От Алексеева мы вышли вместе с Мысливченко. Он больше не разыгрывал из себя официального представителя, и с ним было проще разговаривать. Я тоже постепенно избавлялся гнетущего настроения, я даже какой-то сентиментальный порыв почувствовал, мол, вы тут остаетесь, а я ухожу.

– Как у тебя дела с диссертацией? – спросил я у Володи.

– А никак, – ответил он, – то, что предлагает Семен Павлович, я взять не могу, а самому придумать что-нибудь стоящее, сил не хватает. Ты знаешь, что в нашем положении самое скверное? – что ни говори, а много было у нас Володей общего.

– Ведь есть же и сейчас в философии много тем, как говорится, целины. Взять бы такую, и работать потихоньку над диссертацией.

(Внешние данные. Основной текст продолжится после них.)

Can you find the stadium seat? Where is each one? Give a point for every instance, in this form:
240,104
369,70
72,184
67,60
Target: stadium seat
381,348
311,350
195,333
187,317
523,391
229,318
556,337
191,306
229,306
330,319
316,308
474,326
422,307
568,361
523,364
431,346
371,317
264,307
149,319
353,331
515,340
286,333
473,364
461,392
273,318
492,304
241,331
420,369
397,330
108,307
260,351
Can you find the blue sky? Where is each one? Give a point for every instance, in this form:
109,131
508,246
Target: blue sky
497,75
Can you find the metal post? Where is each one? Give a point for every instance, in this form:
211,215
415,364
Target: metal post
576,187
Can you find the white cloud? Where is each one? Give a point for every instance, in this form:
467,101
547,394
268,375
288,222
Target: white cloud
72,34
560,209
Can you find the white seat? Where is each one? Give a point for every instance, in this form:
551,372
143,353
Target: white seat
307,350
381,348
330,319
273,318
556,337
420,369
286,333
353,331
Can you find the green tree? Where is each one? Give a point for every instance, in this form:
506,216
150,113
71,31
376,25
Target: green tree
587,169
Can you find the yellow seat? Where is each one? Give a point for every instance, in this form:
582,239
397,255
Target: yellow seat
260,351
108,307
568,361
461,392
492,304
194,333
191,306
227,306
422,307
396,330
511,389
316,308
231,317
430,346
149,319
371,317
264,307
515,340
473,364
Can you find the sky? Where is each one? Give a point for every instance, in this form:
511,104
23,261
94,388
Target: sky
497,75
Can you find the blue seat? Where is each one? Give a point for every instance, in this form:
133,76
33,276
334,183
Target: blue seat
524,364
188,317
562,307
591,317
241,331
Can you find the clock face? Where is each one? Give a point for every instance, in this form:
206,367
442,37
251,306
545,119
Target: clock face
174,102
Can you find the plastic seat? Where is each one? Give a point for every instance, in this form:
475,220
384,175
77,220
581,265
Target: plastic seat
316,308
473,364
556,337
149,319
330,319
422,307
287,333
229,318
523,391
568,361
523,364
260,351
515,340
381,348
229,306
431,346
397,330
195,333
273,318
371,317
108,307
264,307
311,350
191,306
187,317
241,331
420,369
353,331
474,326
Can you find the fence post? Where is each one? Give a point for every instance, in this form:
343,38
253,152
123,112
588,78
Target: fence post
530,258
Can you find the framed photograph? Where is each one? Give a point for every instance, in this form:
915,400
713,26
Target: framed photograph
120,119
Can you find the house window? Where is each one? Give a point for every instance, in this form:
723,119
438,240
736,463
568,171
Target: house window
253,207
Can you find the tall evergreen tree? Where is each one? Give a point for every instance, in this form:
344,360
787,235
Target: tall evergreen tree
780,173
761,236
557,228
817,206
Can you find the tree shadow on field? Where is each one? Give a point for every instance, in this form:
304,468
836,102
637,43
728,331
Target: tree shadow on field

А выйдя на широкую дорогу, можно и за тему «человека» браться. Взять хотя бы нашего «дипломата». Алексеев пристроил его в институт социологии, там с радостью ухватились за человека в совершенстве знающего итальянский и сейчас он уже на предзащиту выходит.

– А все-таки, зря ты не хочешь тянуть с Алексеевым в одной упряжке. Мне его позиция всегда нравилась, хотя бы чисто по-человечески.

– Ну, так что же тебе мешает?

– Э, нет, – я невесело рассмеялся, – рад бы в рай, да грехи не пускают. Но мне, действительно, всегда нравилась позиция Алексеева, потому, что она изначально добрая, гуманная, если угодно. В каждой теории, тем более в философской, существует исходная предпосылка, принципиально не сводимая к уровню существующих знаний. Так вот, в понимании «человека» Алексеевым – это вера в то, что развитая личность может быть только творческой и гуманной. Но есть в этой позиции и слабые места. Это, на мой взгляд, излишняя эстетизация человека. Выходит, что если личность творческая, то она обязательно должна быть эстетически и этически развитой. И наоборот. Все это хорошо, красиво, пожалуй, чересчур красиво, для того, чтобы быть верным. От этого взгляда за версту попахивает эдаким утопическим прекраснодушием.

– Вот, вот, – согласился со мной Володя, – я то же самое твержу об этом Алексееву.

– Понимаешь, я тебе не для того это сейчас говорю, чтобы критиковать задним числом. Эти идеи стали настолько моими, что они мне, кажется, даже в состав крови вошли. Но теперь я думаю: а вдруг я ошибаюсь, и вовсе это не законы развития личности, то есть не то, как будет развиваться, пусть даже в отдаленном будущем каждый человек, а особенности формирования единиц, пусть гениев, но все-таки не многих из людей? Впрочем, что это я разболтался сегодня? На службе в армии я давно уже так много ни с кем не говорил.

– Да, было от чего, – сказал Мысливченко, – мы, когда узнали, что аспирантуру закрывают, переживали за тебя и даже написать никак не решались.

 

– А мне то, разве лучше от этого стало? – подумал я, – Только я еще полгода вкалывал, как раб на галерах, а они … не решались.

Остаток дороги мы проехали молча. В Мытищах я зачем-то вышел на платформу, спросил, чувствуя, как вместе с приятелем оставляют меня остатка бодрости:

– Володя, у меня остается еще несколько дней отпуска, может быть, встретимся еще раз? Ты позвони мне.

– Может быть, – ответил он, уже садясь в подошедшую электричку на Болшево, и думая уже о чем-то другом, – я позвоню. Но он так и не позвонил.

Придя домой, я кратко обрисовал ситуацию жене. Было странно, что она даже не очень удивилась, как будто предчувствовала что-то подобное.

Потом была грусть по поводу предстоящей разлуки, а через пару месяцев уже окончательное возвращение домой, и радость от известия, что мы ждем ребенка и новые хлопоты.

Жизнь закружилась, завертелась, и в ней уже совсем не осталось места для размышлений о творчестве и о сущности человека.